I threw another pebble. Oh, such sorrow I felt that environmental restrictions had been eased and the river received sewage. Sorrow that the earth was warming.
I was sorry that years before, I had thrown that puppy, tossed him mindlessly to the ground while gabbing to friends. The puppy had screamed in a most human way, then rose, trotted off, and lived until he was sixteen, which made him, in human years, roughly the age of those yogurt-eating Georgians. Though as far as I could tell, he’d been unscathed by my carelessness, I continued to hear the puppy’s scream, for which I was sorry.
Standing on the riverbank, contemplating water that received sewage, it seemed as if the reason I was the sorriest person was that I’d been unable to discharge any sorrow. I threw a pebble, wished I had a pipe from which sorrow overflow was released. I closed my eyes, imagined all the wounded animals, the homeless and disenfranchised and victims of war that lived inside me, crawling, limping, rolling, walking down a ramp in twos, departing from my brain. This left me with the sorrow that I’d never had the chance to care for someone else before now, and the fear that I might not know how.
I stopped. I was already doing it, wasn’t I? Or beginning to?
I threw a pebble long distance and listened to it plop. The sorrows life dealt were different from the ones of our own making. I didn’t want to look back and say, “if only” or “I wish,” and said, “I need to go to Israel sometime soon.”
I was sorry there was no two-state solution, no peace on the horizon, and sorry when I thought, as Dina had said, that too much wrong had been done on both sides.
“I have to work these visits into my life in such a way that they aren’t a big deal. People do it, a lot of them. You have to admit that travel seems to loosen me up. Or maybe it’s nerves, though historically I’ve done good work when I’m gone. Don’t you think?”
“Historically.” Les nodded.
“Did you know that ladybugs are a symbol of good luck all over the world? Every day I find dozens of them dead on the windowsill. I try not to impart any meaning to this, but it troubles me to see them upside down on their shells. It makes me feel cold, heartless, to quote Harley’s friend. And it’s so far from the truth, wh
ich is more that it’s hard for me to follow my heart, when that’s only gotten me in trouble, and now I don’t know if this one time I should trust my heart and go for this man, this really wonderful man, when Dina spits him out, which for sure she will, since the expiration date on that union has passed, and he’s definitely not her type. He lives thousands of miles away, which makes the whole thing insane. And maybe it isn’t really what he wants, but still, I can’t help thinking that the last thing I want to do is spend the rest of my life regretting that I didn’t—”
“Rox.” Les cut me off. On his face was an expression of such bald despair that I stopped apologizing for having gone on that way and said, “What? Are you okay?”

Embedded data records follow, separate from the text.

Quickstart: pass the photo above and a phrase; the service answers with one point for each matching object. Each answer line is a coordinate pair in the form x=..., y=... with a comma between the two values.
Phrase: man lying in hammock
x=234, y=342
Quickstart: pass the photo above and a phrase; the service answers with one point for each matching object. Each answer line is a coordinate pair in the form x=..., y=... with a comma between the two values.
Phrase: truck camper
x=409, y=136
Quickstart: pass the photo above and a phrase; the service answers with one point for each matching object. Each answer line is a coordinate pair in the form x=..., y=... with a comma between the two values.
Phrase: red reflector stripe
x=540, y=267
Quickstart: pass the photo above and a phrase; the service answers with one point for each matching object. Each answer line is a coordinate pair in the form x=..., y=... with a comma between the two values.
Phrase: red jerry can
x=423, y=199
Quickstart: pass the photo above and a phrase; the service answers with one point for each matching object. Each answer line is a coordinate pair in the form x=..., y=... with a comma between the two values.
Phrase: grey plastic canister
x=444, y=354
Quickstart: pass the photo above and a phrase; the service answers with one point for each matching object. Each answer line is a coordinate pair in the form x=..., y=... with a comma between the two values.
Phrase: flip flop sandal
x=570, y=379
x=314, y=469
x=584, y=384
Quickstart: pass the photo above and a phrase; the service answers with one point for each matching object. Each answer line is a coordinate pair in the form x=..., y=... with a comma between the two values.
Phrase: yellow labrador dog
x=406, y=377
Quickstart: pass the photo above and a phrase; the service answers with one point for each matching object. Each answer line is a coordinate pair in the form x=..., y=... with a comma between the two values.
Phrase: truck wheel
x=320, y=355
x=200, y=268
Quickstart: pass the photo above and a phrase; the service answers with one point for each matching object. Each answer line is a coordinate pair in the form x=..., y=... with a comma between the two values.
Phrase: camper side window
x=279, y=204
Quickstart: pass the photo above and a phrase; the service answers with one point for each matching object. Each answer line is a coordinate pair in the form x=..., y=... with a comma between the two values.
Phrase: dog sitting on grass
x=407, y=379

We hugged the guardrail to avoid being crushed by a family on wheels. The youngest rolled in a closed cart attached to his father’s bike, a little pasha.
“Nomi,” he said.
I held my breath. Waited. Life could be so cruel.
“I’m in love with her. Like totally.” He threw a pebble into the water.
“Of course, you are. Why do you sound so stricken? She’s not married, is she?”
“Oh no, oh no. Not at all. Not married at all. It’s just that she’s amazing.”
“I know that,” I said. “We all do.”
“It’s intense, Rox. And my track record. As you know, my track record is dismal. It really sucks, my track record. I don’t know what she’s doing with me. And the kid. I’ve already fucked up one kid, and hers, her little girl, is the nicest kid I’ve ever met, smart and open, like her mother. She’s a remarkable child.”
I squeezed his shoulder, as if to console him for his loss. “You were practically a teenager when you had your son. Don’t you think maybe you’ve matured?”
“Me?”
Our mood lightened after this exchange. We threw the rest of our stones in the water at once. It was like the last blast of fireworks on Fourth of July—every single sorrow exploding in the water.